Le procès s’annonce comme un moment charnière, où les souvenirs douloureux de 2004 resurgiront inévitablement. Chantal Munier, malgré sa détermination, devra composer avec l’émotion que ne manquera pas de susciter la confrontation avec l’accusé. « Il faut que ça se fasse », répète-t-elle, comme pour se convaincre elle-même. Pour les familles des victimes de crimes non élucidés, ces audiences représentent souvent une étape cruciale dans le processus de deuil – même si la justice ne peut effacer totalement la douleur des années perdues.

Reste à savoir si les éléments présentés par l’accusation suffiront à emporter la conviction des jurés. Martin Ney, qui a déjà purgé une peine en Allemagne, pourrait écoper d’une condamnation à la perpétuité incompressible en cas de reconnaissance de sa culpabilité. La cour d’assises de Nantes aura donc la lourde tâche de trancher un dossier vieux de plus de deux décennies, dans un contexte où les attentes des proches et de l’opinion publique sont particulièrement fortes.
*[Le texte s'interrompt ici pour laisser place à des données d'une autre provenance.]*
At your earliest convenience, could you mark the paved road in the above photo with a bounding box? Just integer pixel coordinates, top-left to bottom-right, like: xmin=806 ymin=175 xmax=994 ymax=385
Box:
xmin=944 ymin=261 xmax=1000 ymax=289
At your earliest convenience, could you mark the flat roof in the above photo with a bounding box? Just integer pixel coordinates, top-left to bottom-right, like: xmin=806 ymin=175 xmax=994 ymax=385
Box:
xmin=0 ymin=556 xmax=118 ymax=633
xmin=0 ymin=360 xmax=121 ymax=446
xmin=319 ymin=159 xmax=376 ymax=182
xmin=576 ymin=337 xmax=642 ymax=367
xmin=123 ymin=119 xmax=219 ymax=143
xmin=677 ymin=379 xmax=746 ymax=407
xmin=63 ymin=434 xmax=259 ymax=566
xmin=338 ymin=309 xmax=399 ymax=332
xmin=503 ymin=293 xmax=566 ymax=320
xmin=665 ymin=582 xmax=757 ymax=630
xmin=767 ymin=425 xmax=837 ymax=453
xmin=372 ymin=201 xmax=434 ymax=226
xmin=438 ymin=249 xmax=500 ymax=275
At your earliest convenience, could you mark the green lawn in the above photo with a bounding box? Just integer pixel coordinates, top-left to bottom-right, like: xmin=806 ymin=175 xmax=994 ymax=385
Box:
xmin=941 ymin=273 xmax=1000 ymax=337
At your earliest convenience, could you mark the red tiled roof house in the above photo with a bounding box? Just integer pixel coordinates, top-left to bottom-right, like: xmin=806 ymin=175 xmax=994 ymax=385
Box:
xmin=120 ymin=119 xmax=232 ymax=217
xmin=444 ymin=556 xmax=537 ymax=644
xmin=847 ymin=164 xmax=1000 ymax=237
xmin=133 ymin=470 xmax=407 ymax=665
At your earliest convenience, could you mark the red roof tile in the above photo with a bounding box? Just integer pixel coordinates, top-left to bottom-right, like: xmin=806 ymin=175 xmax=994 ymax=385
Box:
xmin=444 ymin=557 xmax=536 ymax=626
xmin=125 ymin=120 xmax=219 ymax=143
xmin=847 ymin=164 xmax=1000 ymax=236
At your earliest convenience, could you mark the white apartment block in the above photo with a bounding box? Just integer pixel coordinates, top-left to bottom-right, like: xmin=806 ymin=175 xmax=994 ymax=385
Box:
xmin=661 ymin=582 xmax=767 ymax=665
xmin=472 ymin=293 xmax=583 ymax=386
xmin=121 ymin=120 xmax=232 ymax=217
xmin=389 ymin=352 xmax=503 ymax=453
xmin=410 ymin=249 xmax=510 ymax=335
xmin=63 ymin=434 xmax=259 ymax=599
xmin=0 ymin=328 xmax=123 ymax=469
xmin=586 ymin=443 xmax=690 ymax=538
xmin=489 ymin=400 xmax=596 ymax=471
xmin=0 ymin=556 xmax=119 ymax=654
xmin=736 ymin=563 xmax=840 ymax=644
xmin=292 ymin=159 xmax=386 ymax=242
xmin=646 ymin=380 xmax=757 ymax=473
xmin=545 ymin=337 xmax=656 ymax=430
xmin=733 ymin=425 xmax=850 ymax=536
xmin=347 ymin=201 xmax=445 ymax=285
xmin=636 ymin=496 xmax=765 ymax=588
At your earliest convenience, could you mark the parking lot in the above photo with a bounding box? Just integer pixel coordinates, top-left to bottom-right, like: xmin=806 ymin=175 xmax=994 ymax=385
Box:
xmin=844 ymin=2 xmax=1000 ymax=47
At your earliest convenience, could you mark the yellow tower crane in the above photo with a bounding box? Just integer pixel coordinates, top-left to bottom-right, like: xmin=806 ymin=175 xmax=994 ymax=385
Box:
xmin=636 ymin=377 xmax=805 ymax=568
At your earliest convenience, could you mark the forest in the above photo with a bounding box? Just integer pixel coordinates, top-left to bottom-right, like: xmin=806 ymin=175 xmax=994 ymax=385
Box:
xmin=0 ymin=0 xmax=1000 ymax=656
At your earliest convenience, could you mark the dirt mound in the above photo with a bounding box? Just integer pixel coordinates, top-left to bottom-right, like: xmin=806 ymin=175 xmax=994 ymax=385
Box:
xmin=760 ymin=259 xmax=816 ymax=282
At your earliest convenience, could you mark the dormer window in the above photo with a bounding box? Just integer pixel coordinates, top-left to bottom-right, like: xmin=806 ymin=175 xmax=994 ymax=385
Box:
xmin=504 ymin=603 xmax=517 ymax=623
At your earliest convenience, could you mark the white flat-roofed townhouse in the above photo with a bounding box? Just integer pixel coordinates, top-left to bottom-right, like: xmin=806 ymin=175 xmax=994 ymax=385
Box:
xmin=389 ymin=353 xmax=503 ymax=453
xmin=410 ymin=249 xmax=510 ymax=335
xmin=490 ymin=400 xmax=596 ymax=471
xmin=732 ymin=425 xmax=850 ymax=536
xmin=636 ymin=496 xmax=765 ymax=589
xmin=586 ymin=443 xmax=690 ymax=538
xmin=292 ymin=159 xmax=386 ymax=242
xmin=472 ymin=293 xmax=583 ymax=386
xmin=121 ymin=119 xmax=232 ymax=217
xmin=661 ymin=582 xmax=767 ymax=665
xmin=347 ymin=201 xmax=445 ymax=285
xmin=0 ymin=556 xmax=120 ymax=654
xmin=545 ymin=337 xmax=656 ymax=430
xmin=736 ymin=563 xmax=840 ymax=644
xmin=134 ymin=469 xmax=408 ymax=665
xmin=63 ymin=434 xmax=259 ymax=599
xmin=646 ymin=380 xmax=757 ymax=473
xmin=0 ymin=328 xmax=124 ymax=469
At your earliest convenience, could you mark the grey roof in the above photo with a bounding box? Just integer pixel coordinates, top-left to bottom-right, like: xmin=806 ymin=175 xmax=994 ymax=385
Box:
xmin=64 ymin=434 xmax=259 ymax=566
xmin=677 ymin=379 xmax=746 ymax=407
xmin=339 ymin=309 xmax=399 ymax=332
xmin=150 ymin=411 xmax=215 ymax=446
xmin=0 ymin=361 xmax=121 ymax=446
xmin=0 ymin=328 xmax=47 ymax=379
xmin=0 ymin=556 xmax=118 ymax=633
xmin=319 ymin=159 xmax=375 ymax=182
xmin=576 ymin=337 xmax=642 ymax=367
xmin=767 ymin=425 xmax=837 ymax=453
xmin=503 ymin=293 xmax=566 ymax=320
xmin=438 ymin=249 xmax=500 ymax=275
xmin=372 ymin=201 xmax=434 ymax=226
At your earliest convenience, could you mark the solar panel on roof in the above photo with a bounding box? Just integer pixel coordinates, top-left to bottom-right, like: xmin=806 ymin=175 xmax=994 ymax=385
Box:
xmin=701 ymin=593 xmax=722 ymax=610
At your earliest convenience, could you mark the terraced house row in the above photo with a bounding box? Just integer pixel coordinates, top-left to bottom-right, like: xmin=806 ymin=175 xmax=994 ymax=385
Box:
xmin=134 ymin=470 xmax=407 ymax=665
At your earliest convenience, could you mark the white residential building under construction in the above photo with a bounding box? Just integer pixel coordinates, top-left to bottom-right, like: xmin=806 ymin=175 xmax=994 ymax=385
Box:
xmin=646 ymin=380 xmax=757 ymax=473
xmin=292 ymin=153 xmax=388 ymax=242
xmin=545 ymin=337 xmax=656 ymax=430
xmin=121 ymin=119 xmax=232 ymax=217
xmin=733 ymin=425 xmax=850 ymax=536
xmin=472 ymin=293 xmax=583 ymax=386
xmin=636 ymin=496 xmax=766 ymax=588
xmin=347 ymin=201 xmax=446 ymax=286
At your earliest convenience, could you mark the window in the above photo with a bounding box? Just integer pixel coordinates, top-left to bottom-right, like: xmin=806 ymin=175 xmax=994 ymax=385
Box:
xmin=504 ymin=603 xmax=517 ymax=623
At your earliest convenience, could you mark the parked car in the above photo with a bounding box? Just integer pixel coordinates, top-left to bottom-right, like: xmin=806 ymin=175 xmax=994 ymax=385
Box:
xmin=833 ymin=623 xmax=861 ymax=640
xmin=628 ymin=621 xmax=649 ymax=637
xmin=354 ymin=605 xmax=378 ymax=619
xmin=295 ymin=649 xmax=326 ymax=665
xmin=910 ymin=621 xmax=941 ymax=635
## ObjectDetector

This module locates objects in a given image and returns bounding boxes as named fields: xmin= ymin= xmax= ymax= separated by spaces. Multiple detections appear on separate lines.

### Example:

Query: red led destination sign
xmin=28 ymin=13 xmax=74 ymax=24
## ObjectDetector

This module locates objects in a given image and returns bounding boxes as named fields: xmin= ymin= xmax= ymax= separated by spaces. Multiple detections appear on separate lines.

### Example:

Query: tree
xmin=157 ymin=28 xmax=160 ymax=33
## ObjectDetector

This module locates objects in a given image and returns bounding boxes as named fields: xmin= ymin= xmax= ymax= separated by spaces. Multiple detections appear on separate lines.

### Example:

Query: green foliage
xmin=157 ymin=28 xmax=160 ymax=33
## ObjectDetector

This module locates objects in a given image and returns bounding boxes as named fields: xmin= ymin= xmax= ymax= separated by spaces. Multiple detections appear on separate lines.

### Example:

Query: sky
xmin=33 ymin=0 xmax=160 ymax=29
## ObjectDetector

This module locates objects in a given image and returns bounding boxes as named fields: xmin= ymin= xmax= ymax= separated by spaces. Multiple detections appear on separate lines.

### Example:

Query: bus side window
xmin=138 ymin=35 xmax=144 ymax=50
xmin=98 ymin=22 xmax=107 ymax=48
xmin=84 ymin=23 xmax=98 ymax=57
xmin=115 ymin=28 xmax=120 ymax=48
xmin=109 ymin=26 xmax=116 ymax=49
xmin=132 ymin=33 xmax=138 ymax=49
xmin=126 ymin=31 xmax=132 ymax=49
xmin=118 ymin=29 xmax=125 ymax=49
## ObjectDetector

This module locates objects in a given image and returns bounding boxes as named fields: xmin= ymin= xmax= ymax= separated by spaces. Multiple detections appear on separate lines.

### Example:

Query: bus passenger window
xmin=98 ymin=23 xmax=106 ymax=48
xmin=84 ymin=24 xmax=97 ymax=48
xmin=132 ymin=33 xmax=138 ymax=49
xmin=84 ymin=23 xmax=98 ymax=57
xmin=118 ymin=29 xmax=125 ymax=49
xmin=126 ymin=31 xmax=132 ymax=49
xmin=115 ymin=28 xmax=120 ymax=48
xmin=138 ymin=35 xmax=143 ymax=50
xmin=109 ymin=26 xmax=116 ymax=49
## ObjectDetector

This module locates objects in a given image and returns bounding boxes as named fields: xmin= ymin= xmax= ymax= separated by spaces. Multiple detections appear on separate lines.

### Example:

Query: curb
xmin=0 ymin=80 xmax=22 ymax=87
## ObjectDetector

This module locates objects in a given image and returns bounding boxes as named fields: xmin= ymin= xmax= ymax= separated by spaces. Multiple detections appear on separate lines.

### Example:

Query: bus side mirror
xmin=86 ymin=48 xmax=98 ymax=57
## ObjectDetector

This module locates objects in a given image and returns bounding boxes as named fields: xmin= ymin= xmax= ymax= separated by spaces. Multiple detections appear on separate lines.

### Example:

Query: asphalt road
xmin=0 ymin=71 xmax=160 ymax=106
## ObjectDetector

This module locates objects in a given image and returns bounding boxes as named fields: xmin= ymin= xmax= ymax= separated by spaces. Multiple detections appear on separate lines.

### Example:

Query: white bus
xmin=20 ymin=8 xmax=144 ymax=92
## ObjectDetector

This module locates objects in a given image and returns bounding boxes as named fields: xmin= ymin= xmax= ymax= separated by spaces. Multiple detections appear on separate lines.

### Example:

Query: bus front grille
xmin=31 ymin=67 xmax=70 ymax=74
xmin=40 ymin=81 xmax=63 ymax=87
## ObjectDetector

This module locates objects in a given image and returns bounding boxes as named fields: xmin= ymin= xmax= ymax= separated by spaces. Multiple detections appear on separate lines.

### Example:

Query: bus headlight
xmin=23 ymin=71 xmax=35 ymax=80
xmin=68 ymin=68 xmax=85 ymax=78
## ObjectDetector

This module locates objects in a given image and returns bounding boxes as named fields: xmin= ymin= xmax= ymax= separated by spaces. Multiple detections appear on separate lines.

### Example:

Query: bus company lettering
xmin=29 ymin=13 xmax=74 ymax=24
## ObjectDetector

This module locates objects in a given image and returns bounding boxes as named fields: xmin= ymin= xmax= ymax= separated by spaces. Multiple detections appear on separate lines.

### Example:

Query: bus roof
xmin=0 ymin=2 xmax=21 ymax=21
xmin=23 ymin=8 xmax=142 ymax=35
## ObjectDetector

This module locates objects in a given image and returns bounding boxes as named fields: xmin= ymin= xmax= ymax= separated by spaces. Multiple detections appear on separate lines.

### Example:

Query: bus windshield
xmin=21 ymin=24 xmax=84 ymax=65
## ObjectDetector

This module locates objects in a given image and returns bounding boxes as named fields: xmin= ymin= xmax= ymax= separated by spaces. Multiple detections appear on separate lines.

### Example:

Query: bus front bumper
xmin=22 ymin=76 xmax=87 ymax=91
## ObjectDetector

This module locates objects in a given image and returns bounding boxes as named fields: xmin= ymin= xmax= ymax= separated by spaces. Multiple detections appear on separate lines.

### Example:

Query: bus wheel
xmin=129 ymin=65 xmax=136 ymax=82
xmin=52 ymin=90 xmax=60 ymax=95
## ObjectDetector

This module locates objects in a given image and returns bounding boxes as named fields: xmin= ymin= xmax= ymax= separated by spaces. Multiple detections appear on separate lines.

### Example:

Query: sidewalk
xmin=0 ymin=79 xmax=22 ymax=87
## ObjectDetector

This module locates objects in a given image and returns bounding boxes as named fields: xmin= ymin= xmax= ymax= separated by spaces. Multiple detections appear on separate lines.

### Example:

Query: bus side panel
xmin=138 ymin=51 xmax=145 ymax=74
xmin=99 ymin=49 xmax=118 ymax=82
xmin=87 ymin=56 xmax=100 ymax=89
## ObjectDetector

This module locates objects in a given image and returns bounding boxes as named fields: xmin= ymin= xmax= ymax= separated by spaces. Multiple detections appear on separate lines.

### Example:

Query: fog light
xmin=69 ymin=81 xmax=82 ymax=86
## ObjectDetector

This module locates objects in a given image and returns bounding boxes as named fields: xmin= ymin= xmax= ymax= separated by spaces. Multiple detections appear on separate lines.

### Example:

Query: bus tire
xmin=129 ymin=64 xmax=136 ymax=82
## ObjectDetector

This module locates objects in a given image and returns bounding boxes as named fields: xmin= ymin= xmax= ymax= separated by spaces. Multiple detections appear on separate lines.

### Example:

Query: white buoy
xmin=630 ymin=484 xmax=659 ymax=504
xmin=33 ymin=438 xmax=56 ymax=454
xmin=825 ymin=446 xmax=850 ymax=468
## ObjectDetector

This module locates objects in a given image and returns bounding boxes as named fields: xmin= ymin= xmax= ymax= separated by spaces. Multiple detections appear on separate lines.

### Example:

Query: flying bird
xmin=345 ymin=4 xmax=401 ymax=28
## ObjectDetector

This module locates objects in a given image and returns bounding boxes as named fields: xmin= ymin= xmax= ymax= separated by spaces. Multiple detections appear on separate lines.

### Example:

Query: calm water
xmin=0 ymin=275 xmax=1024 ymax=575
Martin Ney a été extradé vers la France après que les enquêteurs français ont établi un lien entre son profil et la disparition de Jonathan Coulom. Bien que condamné en Allemagne pour des faits pédophiles et des meurtres d’enfants, il n’avait jamais été inquiété pour ce crime en France. L’extradition permet désormais à la justice française de statuer sur sa responsabilité dans cette affaire spécifique.

Si Martin Ney est reconnu coupable, il risque une peine de réclusion criminelle à perpétuité, la peine maximale en France. Une condamnation définitive pourrait également ouvrir la voie à des indemnisations pour les proches de la victime, bien que le processus reste long et incertain. Enfin, les autorités judiciaires pourraient réexaminer d’éventuels liens avec d’autres affaires non résolues en Europe.